The American League of Architects awarded Greenley their President's Medal in 1928 for the design of SeaView Terrace, Mr. and Mrs. Edson Bradley's sprawling French Renaissance manor house, one of the last of the immense Gilded Age Newport summer palaces to be built. The house was conceived in 1922 and built between 1923 and 1925, incorporating an existing Elizabethan residence known as Seaview (1885) formerly owned by James Kernochan. In keeping with its seaside location, the 65-room manor house features turrets, stained-glass windows, high, arching doorways and shell motifs that adorn the facade. Rooms imported intact from France were moved from the Bradley home in Washington, D.C. to Newport, and reassembled with the chateau constructed around them.

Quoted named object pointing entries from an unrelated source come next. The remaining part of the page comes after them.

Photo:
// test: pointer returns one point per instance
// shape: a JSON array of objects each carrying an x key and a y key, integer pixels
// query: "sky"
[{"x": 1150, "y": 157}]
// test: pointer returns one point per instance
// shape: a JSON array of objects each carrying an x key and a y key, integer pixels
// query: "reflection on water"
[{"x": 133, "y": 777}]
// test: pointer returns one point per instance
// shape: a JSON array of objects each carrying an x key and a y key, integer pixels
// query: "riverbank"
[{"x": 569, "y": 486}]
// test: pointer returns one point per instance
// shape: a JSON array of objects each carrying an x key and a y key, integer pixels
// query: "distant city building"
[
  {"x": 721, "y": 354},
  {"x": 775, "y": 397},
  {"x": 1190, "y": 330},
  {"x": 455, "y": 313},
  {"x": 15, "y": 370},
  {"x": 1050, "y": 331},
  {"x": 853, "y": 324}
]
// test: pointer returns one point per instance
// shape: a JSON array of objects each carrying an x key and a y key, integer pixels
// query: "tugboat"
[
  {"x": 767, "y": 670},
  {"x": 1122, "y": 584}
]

The house was used as an all-girls summer boarding school, "Burnham-by-the-Sea", beginning in 1950. From 1966 to 1971, the television show Dark Shadows used the exterior as the outdoor set for the fictional Collinwood Mansion. Salve Regina University leased the house from 1975-2009 for their Music Department, dormitory and conferences. The house is privately owned and has been returned to private use. It remains known as 'Seaview Terrace'

=== Corning Free Academy ===
Corning Free Academy, in Corning, New York, was built as a high school in 1922 in the classical Romanesque Revival style, replacing an older, smaller, and simpler building. It features elaborate terra cotta, which was produced locally by the Corning Brick and Terra Cotta and Tile Company. A sculptured relief above the main entrance was designed by the New York sculptor Leo Lentelli. Decorative Aurene glass shades were produced by Corning Glass Works under the direction of Frederick Carder, a prominent glass designer, member of the community, and president of the Board of Education. The clocks on the central bell tower have been put back in working order recently and the 1873 bell, manufactured in West Troy, New York, continues to ring. Stone and iron work from the Amory A. Houghton house one block away were incorporated into the construction of the school. Until the opening of Corning Northside High School about 1950, it was Corning's only high school.

The high school later became a middle school, and closed in 2014 as part of a school district facility consolidation. It was renovated and in 2015 opened as a luxury apartment complex.